Chicken-Human Relationships: From Procrustean Genocide to Empathic Anthropomorphism
An Animal Rights Article from All-Creatures.org

FROM

By Karen Davis, Ph.D., United Poultry Concerns (UPC)
From The Spring 2010 issue Spring: A Journal of Archetype and Culture


Sound of a Battery Hen


You can tell me: if you come by the
North door, I am in the twelfth cage
On the left-hand side of the third row
From the floor; and in that cage
I am usually the middle one of eight or six or three.
But even without directions, you’d
Discover me. We have the same pale
Comb, clipped yellow beak and white or auburn
Feathers, but as the door opens and you
Hear above the electric fan a kind of
One-word wail, I am the one
Who sounds loudest in my head.


In Greek mythology, Procrustes (“the stretcher”) is a bandit who keeps an iron bed into which he forces people to fit. Watching his victims approach from his stronghold, Procrustes stretches or shrinks the bed in advance to predetermine their failure to fit into it so that he may torturously reshape them to suit his will.

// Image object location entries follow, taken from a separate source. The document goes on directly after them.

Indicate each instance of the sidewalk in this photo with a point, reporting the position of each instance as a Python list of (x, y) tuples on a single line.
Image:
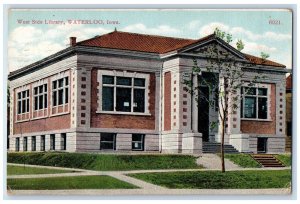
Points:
[(145, 188)]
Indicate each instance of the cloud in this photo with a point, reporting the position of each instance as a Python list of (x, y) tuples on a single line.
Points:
[(252, 47), (159, 30), (194, 24), (209, 29)]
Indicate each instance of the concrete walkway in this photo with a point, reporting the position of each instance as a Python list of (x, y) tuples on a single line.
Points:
[(145, 187)]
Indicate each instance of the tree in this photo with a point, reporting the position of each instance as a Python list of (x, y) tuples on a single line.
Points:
[(222, 76)]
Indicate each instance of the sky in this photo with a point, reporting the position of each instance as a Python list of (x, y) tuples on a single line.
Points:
[(30, 38)]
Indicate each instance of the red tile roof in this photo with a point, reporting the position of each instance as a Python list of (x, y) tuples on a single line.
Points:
[(260, 61), (153, 44), (137, 42), (289, 82)]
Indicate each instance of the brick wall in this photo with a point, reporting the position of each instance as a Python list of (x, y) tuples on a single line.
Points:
[(46, 122), (100, 120), (167, 101), (263, 127)]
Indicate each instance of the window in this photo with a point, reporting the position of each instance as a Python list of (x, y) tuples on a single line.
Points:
[(254, 103), (33, 143), (52, 142), (138, 142), (108, 141), (123, 94), (25, 144), (17, 144), (43, 143), (60, 91), (23, 102), (40, 97), (63, 141)]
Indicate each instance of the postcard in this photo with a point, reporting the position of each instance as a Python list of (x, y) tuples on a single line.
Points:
[(149, 102)]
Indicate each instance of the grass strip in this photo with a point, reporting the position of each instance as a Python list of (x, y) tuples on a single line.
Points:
[(75, 182), (105, 162), (257, 179)]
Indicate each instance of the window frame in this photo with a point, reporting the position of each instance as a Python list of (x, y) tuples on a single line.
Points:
[(43, 143), (114, 141), (63, 141), (256, 96), (55, 91), (132, 87), (17, 144), (33, 143), (52, 142), (142, 141), (44, 94), (25, 144), (21, 99)]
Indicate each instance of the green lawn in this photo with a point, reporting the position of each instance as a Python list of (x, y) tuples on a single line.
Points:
[(286, 159), (243, 160), (22, 170), (75, 182), (105, 162), (257, 179)]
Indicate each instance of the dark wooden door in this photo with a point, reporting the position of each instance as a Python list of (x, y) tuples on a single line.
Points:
[(203, 113), (261, 145)]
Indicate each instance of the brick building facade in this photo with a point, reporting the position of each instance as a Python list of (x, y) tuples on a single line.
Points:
[(124, 92)]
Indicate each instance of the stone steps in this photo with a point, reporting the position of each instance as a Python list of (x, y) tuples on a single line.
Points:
[(267, 160)]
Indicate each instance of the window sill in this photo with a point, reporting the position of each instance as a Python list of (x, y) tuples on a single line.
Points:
[(59, 114), (256, 119), (124, 113), (21, 121)]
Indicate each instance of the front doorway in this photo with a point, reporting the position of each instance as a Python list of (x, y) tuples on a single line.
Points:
[(203, 113), (261, 145)]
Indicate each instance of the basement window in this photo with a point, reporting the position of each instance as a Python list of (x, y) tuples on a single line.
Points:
[(108, 141), (138, 142)]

If the victims are too tall, he amputates their limbs; if they are too short, he stretches them to size.
I suggest that Procrustes is a particularly “fit” symbol of the false anthropomorphism used by many human cultures, in particular today’s industrialized society, to force nonhuman animals into constructions fundamentally alien and inimical to their nature.
The wishes and desires of the modern human psyche seldom coincide with the needs and desires of animals; hence a Procrustean solution is sought whereby the animal is either cut down to size or stretched to fit the agenda.
In diverse aspects of our modern human culture, animals are physically altered, rhetorically disfigured, and ontologically obliterated to mirror and model the goals of their exploiters.